There is no need to be rude. I just feel Amtrak owes it to their customers to respond in a timely fashion regarding rewards issues. I have had AGR for well over a decade. I never had any problems before.


----------



## bigblue2007 (Mar 24, 2016)

PRR 60 said:


> FYI: Amtrak Insider at Flyertalk is on vacation. He will not see PM's until he returns.

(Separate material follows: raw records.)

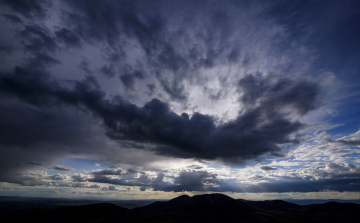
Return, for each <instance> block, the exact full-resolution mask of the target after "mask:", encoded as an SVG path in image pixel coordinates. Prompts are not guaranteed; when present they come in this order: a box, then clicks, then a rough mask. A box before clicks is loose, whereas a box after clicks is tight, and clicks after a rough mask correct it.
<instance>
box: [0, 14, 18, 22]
mask: <svg viewBox="0 0 360 223" xmlns="http://www.w3.org/2000/svg"><path fill="white" fill-rule="evenodd" d="M2 16H3V17H4V18H5V19H6V20H8V21H11V22H13V23H22V20H21V19H20V18H19V17H17V16H16V15H10V14H2Z"/></svg>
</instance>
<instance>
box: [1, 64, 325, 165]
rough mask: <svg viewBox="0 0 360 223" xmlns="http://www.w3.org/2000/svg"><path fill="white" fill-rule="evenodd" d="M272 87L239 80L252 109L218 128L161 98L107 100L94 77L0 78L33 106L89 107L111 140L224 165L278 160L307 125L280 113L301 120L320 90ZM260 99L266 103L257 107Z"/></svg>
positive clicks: (211, 121)
mask: <svg viewBox="0 0 360 223" xmlns="http://www.w3.org/2000/svg"><path fill="white" fill-rule="evenodd" d="M243 80H244V81H243ZM272 82H273V83H275V84H274V86H270V87H264V88H265V89H268V88H270V89H269V90H267V91H269V92H268V93H267V94H266V96H264V97H261V95H262V94H263V93H264V92H265V91H264V89H263V88H262V87H261V86H260V87H259V88H257V89H259V90H260V91H262V92H260V93H256V94H255V93H254V92H253V91H249V90H248V89H249V88H250V87H252V85H253V84H255V83H254V79H253V77H249V76H247V77H245V78H244V79H242V80H240V87H239V88H240V89H241V90H243V89H245V90H243V93H242V97H241V99H240V100H241V101H242V102H243V103H244V104H246V105H248V106H246V108H247V109H246V110H245V111H244V112H243V113H242V114H239V116H238V117H237V119H235V120H233V121H230V122H228V123H224V124H221V125H218V126H216V124H215V119H214V118H213V117H211V116H208V115H203V114H200V113H194V114H193V115H192V116H191V118H189V117H188V115H186V114H183V115H181V116H180V115H177V114H176V113H174V112H172V111H171V110H170V108H169V105H168V104H167V103H164V102H162V101H160V100H158V99H153V100H151V101H150V102H148V103H146V104H145V105H144V106H143V107H138V106H136V105H134V104H131V103H129V102H128V101H126V100H125V99H123V98H121V97H114V99H113V100H112V101H109V100H107V99H105V96H106V93H105V92H103V91H102V90H100V89H99V86H98V84H97V82H96V79H94V78H91V77H88V78H87V79H86V80H83V81H74V82H73V84H72V85H73V88H72V89H69V88H65V87H63V86H61V85H60V83H59V82H57V81H56V80H54V79H53V78H51V77H50V75H49V74H48V73H46V72H44V71H34V70H30V69H28V68H23V67H16V69H15V71H14V73H5V74H2V75H1V77H0V86H1V89H2V93H3V94H7V95H10V96H15V97H17V98H19V99H21V100H23V101H26V102H28V103H31V104H33V105H36V106H40V107H42V106H54V105H57V104H59V103H60V104H65V105H70V106H73V107H83V108H85V109H86V110H88V111H90V112H92V113H93V114H95V115H97V116H98V117H100V118H102V120H103V122H104V125H105V126H106V129H107V135H108V136H109V137H110V138H112V139H115V140H130V141H135V142H142V143H152V144H154V145H155V147H153V148H152V150H154V151H155V152H156V153H157V154H160V155H165V156H174V157H183V158H199V159H217V158H220V159H224V160H232V159H233V160H237V159H238V160H244V159H253V158H256V157H258V156H260V155H263V154H266V153H270V154H273V155H277V154H278V153H279V152H280V151H281V147H279V146H278V145H279V144H284V143H297V142H298V140H297V139H296V138H294V139H292V138H291V137H290V136H291V135H292V134H295V133H297V132H298V131H299V130H300V129H301V128H303V124H301V123H300V122H298V121H291V120H290V119H287V118H286V116H284V113H283V112H282V109H286V108H287V107H293V109H294V111H296V112H298V113H299V114H300V115H304V114H305V113H307V112H308V111H310V110H313V109H315V108H316V107H315V105H314V104H315V103H316V94H317V92H318V91H317V90H316V88H317V87H318V86H317V85H316V84H314V83H308V82H305V81H301V82H293V81H290V80H286V81H283V80H282V79H280V80H278V81H275V82H274V80H273V81H272ZM245 83H246V84H245ZM264 83H265V81H264ZM304 91H305V92H306V94H304ZM250 97H252V99H251V100H250V99H249V98H250ZM291 99H292V100H291ZM256 100H262V103H261V104H260V105H259V106H254V105H253V104H254V103H255V102H256Z"/></svg>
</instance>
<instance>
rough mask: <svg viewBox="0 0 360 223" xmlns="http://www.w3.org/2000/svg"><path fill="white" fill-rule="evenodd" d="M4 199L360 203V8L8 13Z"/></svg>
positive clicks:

Thanks for that information. Maybe there still is hope.


----------



## TinCan782 (Mar 24, 2016)

bigblue2007 said:


> Ryan said:
> 
> 
> > With an attitude like that, I'm amazed that people aren't rushing to call you back.
> ...


I know you said you called BofA. Don't know how the system works but since the 1000 TQP bonus originates from the BofA credit card, I'm thinking Amtrak can do nothing but wait for the TQP to appear to them. Not surprised BofA doesn't know anything about this. Probably computer generated anyway!

Good luck.


----------



## bigblue2007 (Mar 24, 2016)

FrensicPic said:


> bigblue2007 said:
> 
> 
> > Ryan said:
> ...


Thanks for the information. I will see what happens next statement. By then I will have hit it twice.


----------



## bigblue2007 (Mar 25, 2016)

I checked the account and it looks like someone posted it as an "adjustment". I still haven't heard back from anyone at this point. I hope someone does call back and explain what happened. Hopefully they corrected the issue from happening in the future.


----------



## jis (Mar 25, 2016)

bigblue2007 said:


> I checked the account and it looks like someone posted it as an "adjustment". I still haven't heard back from anyone at this point. I hope someone does call back and explain what happened. Hopefully they corrected the issue from happening in the future.


One thing I have learned about Amtrak and AGR is "Never look a gift horse in the mouth"


----------



## bigblue2007 (Mar 25, 2016)

jis said:


> bigblue2007 said:
> 
> 
> > I checked the account and it looks like someone posted it as an "adjustment". I still haven't heard back from anyone at this point. I hope someone does call back and explain what happened. Hopefully they corrected the issue from happening in the future.
> ...


indeed


----------